Check that the target service port is in LISTENING state.

Look for many TIME_WAIT or SYN_SENT entries, which may indicate connection problems.

Step 6: Verify Routing Table (route)

Is the routing correct? (route)

Windows: route print. Linux: route -n or ip route. Ensure the default gateway (0.0.0.0) points to the correct next hop.

Fixes: add a static route with route add or delete an incorrect entry with route delete. Example: a multi‑NIC server may route external traffic to an internal NIC; adjusting the metric resolves the issue.

Step 7: Test DNS Resolution (nslookup)

Is DNS working? (nslookup)

If a website fails but ping to its IP succeeds, DNS is likely the culprit. Run nslookup www.baidu.com to query the default resolver, or nslookup www.baidu.com 8.8.8.8 to query a specific DNS server.

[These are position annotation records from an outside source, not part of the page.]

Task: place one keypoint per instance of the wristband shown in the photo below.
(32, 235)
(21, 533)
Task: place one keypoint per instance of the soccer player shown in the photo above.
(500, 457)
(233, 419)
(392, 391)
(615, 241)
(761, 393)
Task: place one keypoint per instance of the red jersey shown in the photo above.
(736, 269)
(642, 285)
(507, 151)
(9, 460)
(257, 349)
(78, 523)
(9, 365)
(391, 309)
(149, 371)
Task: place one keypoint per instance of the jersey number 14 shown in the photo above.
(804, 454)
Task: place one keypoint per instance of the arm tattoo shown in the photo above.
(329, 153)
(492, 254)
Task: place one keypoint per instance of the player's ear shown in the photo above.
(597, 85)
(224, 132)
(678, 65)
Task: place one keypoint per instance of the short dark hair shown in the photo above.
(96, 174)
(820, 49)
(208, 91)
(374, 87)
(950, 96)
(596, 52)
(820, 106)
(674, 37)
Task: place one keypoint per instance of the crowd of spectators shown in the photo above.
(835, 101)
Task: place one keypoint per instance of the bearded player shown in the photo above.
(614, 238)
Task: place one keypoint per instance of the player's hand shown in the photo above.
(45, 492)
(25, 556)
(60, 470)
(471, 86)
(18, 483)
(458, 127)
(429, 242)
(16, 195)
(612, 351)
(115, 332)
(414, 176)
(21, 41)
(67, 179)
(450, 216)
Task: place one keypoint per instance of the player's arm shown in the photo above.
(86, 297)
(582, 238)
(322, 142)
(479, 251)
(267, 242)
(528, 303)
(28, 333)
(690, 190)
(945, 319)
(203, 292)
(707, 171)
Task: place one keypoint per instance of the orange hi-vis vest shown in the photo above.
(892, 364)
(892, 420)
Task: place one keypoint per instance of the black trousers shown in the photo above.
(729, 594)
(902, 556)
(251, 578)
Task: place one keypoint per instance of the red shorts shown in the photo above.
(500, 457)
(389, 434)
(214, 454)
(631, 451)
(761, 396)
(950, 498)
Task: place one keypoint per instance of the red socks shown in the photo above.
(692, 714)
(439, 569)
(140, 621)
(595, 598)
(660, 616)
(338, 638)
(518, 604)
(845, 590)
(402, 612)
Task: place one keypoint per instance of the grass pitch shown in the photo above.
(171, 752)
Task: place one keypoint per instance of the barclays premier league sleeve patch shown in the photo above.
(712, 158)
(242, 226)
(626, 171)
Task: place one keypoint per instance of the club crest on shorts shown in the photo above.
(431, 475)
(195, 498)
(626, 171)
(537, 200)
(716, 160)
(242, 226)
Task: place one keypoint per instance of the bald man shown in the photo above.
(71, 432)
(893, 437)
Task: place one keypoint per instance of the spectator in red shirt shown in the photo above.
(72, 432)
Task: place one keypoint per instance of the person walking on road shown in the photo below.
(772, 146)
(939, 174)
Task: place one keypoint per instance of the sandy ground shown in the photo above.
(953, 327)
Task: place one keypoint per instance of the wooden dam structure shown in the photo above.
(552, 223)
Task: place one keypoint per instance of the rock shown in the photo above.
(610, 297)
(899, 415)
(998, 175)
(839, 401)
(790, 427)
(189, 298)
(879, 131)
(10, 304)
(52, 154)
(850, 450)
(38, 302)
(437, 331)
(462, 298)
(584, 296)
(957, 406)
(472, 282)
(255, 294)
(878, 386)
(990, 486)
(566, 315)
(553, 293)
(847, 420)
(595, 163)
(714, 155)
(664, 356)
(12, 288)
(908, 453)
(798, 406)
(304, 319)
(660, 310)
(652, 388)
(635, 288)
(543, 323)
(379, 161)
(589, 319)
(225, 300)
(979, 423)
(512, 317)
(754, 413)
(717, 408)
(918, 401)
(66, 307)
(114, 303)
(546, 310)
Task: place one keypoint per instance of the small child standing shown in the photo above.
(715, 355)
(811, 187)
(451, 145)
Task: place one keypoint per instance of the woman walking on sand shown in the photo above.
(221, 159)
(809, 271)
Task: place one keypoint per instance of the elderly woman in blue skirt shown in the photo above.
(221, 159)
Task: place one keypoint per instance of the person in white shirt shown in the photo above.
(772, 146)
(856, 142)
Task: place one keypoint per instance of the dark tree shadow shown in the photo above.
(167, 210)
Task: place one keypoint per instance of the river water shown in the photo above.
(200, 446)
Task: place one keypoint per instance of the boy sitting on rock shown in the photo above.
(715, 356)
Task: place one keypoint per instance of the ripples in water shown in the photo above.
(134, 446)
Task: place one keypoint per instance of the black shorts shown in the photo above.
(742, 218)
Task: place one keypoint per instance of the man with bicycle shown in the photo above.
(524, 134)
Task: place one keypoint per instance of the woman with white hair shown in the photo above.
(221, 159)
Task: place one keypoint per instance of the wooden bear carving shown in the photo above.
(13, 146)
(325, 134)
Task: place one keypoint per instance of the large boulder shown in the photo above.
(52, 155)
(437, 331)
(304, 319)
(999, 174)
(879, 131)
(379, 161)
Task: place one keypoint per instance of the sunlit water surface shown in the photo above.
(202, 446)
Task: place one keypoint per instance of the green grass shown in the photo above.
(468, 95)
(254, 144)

Interpretation: a correct IP address in the response means DNS is functional. Fixes include changing the DNS server to a public one such as 8.8.8.8 or 114.114.114.114.

Overall Diagnostic Flow

Check physical layer: verify link lights, replace cables or ports if needed.

Run ipconfig (Windows) or ifconfig (Linux) to confirm local configuration.

Ping sequence: loopback → gateway → public IP → domain name.

Inspect ARP cache with arp -a / arp -n.

Trace route with tracert / traceroute.

Examine connections and routes using netstat / ss and route.

Validate DNS with nslookup.

If the entire company experiences a total outage, prioritize checking core devices (router, switch logs), broadcast storms, or possible malware infections.